Argument of fraction of complex numbers is constant

Question

How can I find all $z \in \Bbb C$ such that: $$ \arg\left(\frac{z-a}{z-b}\right) = \text{constant value} $$ Where $a,b \in \mathbb{C} $ are constants.

Answer 1

Calling

$$ z-a = \rho_a e^{i\phi_a}\\ z-b = \rho_b e^{i\phi_b} $$

then

$$ \arg\left(\frac{z-a}{z-b}\right) = \phi_a-\phi_b = \arctan\left(\frac{y-a_y}{x-a_x}\right)-\arctan\left(\frac{y-b_y}{x-b_x}\right) = C_0 $$

but

$$ \tan\left(\arctan\left(\frac{y-a_y}{x-a_x}\right)-\arctan\left(\frac{y-b_y}{x-b_x}\right)\right) = \frac{a_x (y-b_y)+a_y (b_x-x)-b_x y+b_y x}{(a_x-x) (b_x-x)+(a_y-y) (b_y-y)} = \tan C_0 $$

so choosing $a = a_x+ i a_y = 1+ 2 i,\,\, b = b_x + i b_y = -1-i$ we get the curves for distinct values of $C_0$

Answer 2

Write $\frac{z-a}{z-b} = re^{\alpha i}$ ($r,\alpha$ a real numbers) and we have $\text{arg}\left(\frac{z-a}{z-b}\right) = \alpha =$ constant, hence $$z = \frac{b re^{\alpha i} - a}{re^{\alpha i} -1},$$ where $\alpha$ is constant and $r$ is variable.

Answer 3

Brute force method -

You can write:

$x = \frac{z-a}{z-b} = \frac{(z-a)(z^\star-b^\star)}{|z|^2+|b|^2}$.

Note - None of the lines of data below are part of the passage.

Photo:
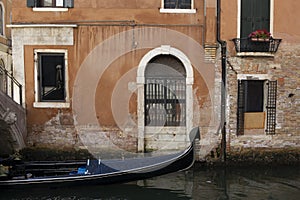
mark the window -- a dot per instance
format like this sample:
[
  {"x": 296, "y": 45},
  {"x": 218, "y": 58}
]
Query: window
[
  {"x": 2, "y": 21},
  {"x": 165, "y": 92},
  {"x": 256, "y": 106},
  {"x": 51, "y": 3},
  {"x": 177, "y": 6},
  {"x": 51, "y": 77},
  {"x": 255, "y": 15},
  {"x": 3, "y": 81}
]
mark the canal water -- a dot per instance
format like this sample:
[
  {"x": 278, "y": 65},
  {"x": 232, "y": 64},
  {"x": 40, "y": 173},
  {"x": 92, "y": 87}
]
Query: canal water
[{"x": 251, "y": 182}]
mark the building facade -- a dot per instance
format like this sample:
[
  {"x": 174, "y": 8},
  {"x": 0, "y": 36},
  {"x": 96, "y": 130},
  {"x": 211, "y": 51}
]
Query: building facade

With a little bit of algebra, you can see:

$(|z|^2+|b|^2)\Re x = (\Re z)^2 + (\Im z)^2 - \Re z(\Re a + \Re b) - \Im z(\Im a + \Im b) + \Re a\Re b + \Im a \Im b$, where $\Re$ and $\Im$ denote the real and imaginary parts, respectively.

$(|z|^2+|b|^2)\Im x = \Re z(\Im b - \Im a) + \Im z(\Re b- \Re a) + \Re a \Im b - \Im a \Re b$

Since $\arg(x) = C$, you have $\Re x/ \Im x = C'$. You can plug in $\Re x$ and $\Im x$ from above and try to establish a relation between $\Re z$ and $\Im z$ to get the locus of $z$. It's hard to say whether you will get a neat solution in the most general case.